La tranquilidad de espíritu puede ser una búsqueda que puede extenderse según la inteligencia emocional que demostremos. Qué signos nos confirman nuestra evolución.

La madurez va de la mano de la inteligencia emocional. El paso de los años, las vivencias y experiencias, los fracasos y los éxitos, los traumas y los alivios, van definiendo nuestro carácter, generalmente es para bien, aunque no siempre. Todo este tramado de acontecimientos que nos atraviesa va determinando nuestra tolerancia a la frustración, y nuestra autoexigencia. Si logramos templarnos podremos pararnos sobre una perspectiva más beneficiosa para nosotros. Ahora bien, ¿cómo podemos detectar esos signos y señales que nos indican que vamos por el buen camino, que estamos sanando espiritualmente?

Alcanzar la madurez y la inteligencia emocional implica un gran trabajo de nuestra parte. No podemos ser pasivos en este proceso, que nos demanda un ejercicio continuo de hábitos de vida y pensamiento que nos lleven a estadios de bienestar y no a los sofocones de angustia y agobio.
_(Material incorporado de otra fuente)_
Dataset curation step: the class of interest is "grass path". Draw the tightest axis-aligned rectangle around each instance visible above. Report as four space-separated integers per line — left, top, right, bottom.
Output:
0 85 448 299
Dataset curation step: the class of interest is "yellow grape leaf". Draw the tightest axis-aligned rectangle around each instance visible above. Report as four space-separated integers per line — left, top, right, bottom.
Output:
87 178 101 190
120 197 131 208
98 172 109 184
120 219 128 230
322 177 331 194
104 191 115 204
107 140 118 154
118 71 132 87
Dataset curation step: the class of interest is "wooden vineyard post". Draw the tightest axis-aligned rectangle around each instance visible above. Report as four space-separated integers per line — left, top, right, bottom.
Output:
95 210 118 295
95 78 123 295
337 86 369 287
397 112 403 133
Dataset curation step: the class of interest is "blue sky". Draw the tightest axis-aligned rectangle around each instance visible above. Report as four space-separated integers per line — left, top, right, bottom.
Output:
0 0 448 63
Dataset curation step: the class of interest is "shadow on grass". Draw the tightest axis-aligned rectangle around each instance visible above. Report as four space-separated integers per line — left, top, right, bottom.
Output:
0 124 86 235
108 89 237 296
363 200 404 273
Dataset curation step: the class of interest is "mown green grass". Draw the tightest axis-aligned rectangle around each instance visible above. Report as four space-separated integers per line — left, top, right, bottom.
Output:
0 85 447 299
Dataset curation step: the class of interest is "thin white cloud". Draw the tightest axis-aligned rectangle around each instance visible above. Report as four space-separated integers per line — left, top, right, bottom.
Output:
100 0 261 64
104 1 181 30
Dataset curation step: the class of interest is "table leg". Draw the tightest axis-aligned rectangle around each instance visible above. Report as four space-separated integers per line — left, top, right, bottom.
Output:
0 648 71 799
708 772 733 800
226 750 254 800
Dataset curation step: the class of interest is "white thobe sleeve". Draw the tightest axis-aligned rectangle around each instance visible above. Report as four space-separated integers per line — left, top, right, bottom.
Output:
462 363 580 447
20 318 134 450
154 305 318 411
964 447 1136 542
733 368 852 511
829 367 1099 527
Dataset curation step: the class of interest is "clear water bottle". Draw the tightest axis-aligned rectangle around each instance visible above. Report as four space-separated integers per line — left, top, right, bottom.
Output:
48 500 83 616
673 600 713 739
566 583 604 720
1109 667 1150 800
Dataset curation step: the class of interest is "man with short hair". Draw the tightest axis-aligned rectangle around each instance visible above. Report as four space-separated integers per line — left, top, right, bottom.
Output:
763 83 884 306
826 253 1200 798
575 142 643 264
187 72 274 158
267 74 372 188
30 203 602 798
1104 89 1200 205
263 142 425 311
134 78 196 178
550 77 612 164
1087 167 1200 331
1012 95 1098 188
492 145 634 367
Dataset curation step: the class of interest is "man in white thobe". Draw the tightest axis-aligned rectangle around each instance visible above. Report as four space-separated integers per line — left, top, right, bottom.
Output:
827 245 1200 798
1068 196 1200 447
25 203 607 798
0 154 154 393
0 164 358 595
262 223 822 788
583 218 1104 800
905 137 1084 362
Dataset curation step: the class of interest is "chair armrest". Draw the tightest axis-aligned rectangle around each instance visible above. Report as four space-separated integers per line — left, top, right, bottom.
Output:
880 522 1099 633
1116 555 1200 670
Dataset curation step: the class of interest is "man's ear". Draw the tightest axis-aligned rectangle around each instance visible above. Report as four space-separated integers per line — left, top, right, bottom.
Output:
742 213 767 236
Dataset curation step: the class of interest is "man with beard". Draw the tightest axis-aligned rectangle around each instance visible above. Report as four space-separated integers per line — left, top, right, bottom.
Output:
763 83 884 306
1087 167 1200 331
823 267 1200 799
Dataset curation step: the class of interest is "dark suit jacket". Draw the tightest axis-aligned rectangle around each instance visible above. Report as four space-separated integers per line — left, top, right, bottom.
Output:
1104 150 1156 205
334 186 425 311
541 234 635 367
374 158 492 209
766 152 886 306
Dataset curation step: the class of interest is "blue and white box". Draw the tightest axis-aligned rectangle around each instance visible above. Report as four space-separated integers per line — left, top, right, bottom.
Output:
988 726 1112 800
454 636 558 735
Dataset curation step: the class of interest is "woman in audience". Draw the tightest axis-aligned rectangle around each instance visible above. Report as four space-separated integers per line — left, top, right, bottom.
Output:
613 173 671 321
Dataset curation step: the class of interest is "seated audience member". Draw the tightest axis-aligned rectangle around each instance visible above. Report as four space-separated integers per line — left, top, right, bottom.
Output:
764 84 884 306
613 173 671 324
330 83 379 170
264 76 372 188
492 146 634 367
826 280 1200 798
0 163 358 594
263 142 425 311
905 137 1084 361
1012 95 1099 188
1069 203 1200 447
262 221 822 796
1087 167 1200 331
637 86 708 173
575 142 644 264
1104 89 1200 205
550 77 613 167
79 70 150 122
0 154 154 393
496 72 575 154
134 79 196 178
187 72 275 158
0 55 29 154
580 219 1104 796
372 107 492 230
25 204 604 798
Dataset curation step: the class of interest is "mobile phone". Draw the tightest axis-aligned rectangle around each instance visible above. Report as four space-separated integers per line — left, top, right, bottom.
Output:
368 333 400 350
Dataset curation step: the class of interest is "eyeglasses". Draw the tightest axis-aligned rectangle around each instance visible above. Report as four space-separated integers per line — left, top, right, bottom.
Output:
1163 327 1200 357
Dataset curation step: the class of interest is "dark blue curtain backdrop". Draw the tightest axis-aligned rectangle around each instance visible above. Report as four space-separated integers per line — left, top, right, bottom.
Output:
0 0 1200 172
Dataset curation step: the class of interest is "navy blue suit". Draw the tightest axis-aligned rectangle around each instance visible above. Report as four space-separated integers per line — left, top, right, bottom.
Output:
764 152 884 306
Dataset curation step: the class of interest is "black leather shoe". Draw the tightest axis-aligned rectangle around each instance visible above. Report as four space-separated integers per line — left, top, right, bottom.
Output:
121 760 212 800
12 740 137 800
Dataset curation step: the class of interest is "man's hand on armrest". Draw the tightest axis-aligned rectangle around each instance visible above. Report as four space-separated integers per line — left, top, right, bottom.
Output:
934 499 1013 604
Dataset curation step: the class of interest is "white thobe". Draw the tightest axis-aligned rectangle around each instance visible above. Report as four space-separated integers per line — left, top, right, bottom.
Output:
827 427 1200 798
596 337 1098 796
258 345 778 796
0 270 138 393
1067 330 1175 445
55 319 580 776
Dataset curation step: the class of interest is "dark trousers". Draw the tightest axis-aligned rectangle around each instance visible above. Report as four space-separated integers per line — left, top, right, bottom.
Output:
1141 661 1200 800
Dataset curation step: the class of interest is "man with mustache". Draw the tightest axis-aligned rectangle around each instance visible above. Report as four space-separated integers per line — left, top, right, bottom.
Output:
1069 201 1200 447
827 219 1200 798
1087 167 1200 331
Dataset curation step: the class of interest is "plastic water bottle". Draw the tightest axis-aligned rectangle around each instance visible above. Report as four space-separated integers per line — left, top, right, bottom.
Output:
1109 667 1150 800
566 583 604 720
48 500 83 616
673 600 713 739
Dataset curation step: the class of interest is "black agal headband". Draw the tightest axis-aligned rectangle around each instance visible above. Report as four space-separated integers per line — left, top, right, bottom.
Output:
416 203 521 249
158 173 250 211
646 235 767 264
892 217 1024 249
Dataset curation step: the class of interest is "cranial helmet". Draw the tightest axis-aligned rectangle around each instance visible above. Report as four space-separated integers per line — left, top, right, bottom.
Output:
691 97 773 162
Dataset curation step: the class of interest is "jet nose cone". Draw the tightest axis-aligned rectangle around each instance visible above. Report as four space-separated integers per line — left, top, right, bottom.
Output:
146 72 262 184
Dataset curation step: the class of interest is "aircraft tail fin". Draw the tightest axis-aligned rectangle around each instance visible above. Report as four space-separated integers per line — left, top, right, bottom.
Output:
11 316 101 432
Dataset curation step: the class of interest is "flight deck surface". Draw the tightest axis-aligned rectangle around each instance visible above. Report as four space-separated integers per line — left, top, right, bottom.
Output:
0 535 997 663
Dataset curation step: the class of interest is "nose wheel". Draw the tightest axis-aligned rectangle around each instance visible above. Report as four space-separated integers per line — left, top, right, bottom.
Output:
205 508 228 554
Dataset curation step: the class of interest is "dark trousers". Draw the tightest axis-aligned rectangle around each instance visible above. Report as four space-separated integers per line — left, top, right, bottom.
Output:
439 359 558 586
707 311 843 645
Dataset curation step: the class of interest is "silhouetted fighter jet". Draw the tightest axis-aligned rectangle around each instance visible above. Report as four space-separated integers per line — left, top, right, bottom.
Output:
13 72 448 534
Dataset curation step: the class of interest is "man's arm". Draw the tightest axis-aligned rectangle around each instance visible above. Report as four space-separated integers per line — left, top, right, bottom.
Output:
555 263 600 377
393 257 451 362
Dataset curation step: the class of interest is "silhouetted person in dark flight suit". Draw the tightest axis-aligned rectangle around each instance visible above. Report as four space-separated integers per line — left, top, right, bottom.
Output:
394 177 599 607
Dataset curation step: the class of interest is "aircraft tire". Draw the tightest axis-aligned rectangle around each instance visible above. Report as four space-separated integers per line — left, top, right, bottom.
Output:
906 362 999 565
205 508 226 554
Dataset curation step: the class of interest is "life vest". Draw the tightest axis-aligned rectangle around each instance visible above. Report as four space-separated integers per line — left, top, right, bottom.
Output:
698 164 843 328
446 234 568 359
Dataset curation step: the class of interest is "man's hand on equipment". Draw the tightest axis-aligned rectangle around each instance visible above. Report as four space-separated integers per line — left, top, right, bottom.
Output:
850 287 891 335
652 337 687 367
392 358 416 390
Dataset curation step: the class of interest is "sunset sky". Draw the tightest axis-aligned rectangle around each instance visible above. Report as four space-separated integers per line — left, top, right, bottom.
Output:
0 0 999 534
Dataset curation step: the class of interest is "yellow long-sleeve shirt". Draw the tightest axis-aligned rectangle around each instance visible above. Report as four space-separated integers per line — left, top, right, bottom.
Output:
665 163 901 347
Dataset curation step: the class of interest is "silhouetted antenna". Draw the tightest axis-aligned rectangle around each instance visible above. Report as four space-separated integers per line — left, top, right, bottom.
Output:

En esta búsqueda podemos apelar a las terapias convencionales de psicología, o a terapias alternativas que nos ayuden en nuestro equilibrio. No hay manuales que nos expliquen cómo se logra ni GPS que nos indiquen por dónde ir. Se trata de aventurarnos en el viaje y salir de la zona de confort cuando descubrimos que nos hace mal.

La felicidad es una elección y una búsqueda

Cuáles son los signos de nuestra madurez emocional

La madurez no tiene que ver con el envejecimiento, ni necesariamente la inteligencia emocional llega a una edad avanzada. Estos dos aspectos tienen que ver básicamente con nuestra disposición a aprender a gestionar nuestra emociones para aceptarnos tal cual somos, lo cual a su vez ayudará en nuestros proyectos, las relaciones con la familia, pareja, amistades, laborales y demás. 

Desde la psicología postulan que las etapas que más nos marcan son la infancia y la adolescencia, cuando se va formando nuestra personalidad, al tiempo que se producen los cambios físicos y mentales que nos van modelando.  Según cómo se lleven estos procesos hay personas que maduran antes y otras después. Como cada individuo es un mundo aparte, "no existe un término general de madurez", apunta la psicóloga Paula Mella. También incide la educación, el entorno, o, incluso, la genética. 

Si bien hay personas que viven en una eterna adolescencia, que no pueden dejar de ser hijos/as, o hay otras que viven en el día a día, sobreviviendo, y que se ahogan en un vaso, existen aquellas que lograr una clara superación, y esto ocurre cuando se dan estas características:

Nos importa más la calidad que la cantidad: cuando somos jóvenes el deseo de 'tener' no tiene límites y nos expone. Sin embargo, con el paso del tiempo, vamos perdiendo esa necesidad de acumular y nos centramos más en la calidad de lo que tenemos. Tanto en lo material, como en los vínculos.

Tenemos en claro nuestras metas y objetivos: en la madurez, los gustos se afinan y se vuelven más refinados. De hecho, la experiencia que se va adquiriendo a lo largo de los años influye en nuestro criterio de elección y se es capaz de identificar lo que verdaderamente gusta.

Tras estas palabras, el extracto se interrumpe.